It has been 17 years and 173 days since the city’s pledge to build the West Branch Library.

Another blog milestone: 250,000 reads of my blog. My thanks to everyone who has taken the time to follow me. It is appreciated.

Ed Beasley, Courtesy City of Glendale

Ed Beasley, Courtesy City of Glendale

On June 9, 2015, the St. Louis Post Dispatch ran a story by Stephen Deere announcing that Glendale’s former City Manager Ed Beasley has been hired as Interim City Manager for 6 months in Ferguson, Missouri. The first reaction from many in Glendale has been absolute speechlessness followed by a stunned “Wow!” Here is the link: .

I didn’t know much about Ferguson demographically although it is nationally known as the recent birthplace of Afro-American civil unrest characterized by the false chant of “Hands up…don’t shoot.” According to the census bureau (here is the link: the comparisons of Ferguson and Glendale are stark:

  • Ferguson has a population of 21,111; Glendale has a population of 230,000.
  • Ferguson’s racial makeup is 67% black and 29% white; Glendale is 67% white and 6% black.
  • The median value of a home in Ferguson is $93,700; Glendale is $144,300.
  • Ferguson’s median household income is $38,685; Glendale’s is $47,474.

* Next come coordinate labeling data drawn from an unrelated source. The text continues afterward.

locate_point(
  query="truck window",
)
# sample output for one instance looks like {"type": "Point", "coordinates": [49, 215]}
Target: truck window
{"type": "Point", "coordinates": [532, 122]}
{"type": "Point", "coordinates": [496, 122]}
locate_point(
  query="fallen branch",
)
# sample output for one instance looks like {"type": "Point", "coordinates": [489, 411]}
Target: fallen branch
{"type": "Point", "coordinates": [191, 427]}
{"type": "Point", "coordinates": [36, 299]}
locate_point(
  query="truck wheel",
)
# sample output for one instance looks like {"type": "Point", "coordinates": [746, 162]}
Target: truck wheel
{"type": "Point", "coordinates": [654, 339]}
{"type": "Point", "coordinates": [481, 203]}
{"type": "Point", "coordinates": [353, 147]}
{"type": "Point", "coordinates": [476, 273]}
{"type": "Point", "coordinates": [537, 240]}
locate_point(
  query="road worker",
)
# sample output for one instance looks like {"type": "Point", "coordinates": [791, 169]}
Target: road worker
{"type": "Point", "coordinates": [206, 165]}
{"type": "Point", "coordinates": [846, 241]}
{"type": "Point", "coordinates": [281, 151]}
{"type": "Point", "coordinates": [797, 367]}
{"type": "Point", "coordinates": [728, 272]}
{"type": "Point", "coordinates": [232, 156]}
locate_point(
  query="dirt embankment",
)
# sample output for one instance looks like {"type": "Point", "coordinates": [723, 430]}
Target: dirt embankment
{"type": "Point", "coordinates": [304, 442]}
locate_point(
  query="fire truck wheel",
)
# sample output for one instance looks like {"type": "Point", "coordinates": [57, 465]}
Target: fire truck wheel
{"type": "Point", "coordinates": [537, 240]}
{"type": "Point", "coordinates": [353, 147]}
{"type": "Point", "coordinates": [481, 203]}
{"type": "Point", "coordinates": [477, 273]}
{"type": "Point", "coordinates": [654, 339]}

Ed Beasley had a long and storied 17 year career with the City of Glendale. He began his tenure in Glendale in 1998 as Assistant City Manager under Former City Manager Dr. Martin Vanacour. In 2002 Elaine Scruggs became the council appointed mayor after Mayor Quentin Tolby resigned. From the start of her tenure as mayor she seemed to butt heads with Vanacour and shortly thereafter he resigned and Beasley was appointed by the city council as the new Glendale City Manager. He served in that capacity for ten years until 2012. At the start of both their tenures in 2002, Scruggs supported Beasley during his DUI trouble. See link: Beasley DPS .   But as time passed, Beasley’s and Scruggs’ relationship became rocky as each vied to become the ultimate power broker in Glendale.  As their working relationship soured over the years she was never able to garner enough council support to have him removed.

Alma Carmicle Courtesy Glendale Star

Alma Carmicle, Courtesy Glendale Star

In 2012 he announced his retirement to city council and left. A year later information would become public that would tarnish his reputation. Beasley ran his administration with an “inner circle” of advisors from within Glendale’s ranks. He apparently was not shy about helping his friends, witness Glendale’s former HR Director Alma Carmicle’s job retention with her $140,000 salary despite her permanent move to

Art Lynch, Courtesy Glendale Star

Art Lynch, Courtesy Glendale Star

Mississippi and former Director of Finance Art Lynch’s overly generous $930,000 three year compensation as a consultant. Rumors also flew about Beasley’s attempt to secure the purchase of the Coyotes for John Kaites and Jerry Reinsdorf after Jerry Moyes declared the Coyotes bankrupt in 2009. See this link: . Then there was Beasley’s choice of Andrew Kirkland as chief of police. In less than 5 months after his having been hired he was under investigation and resigned. See this link: .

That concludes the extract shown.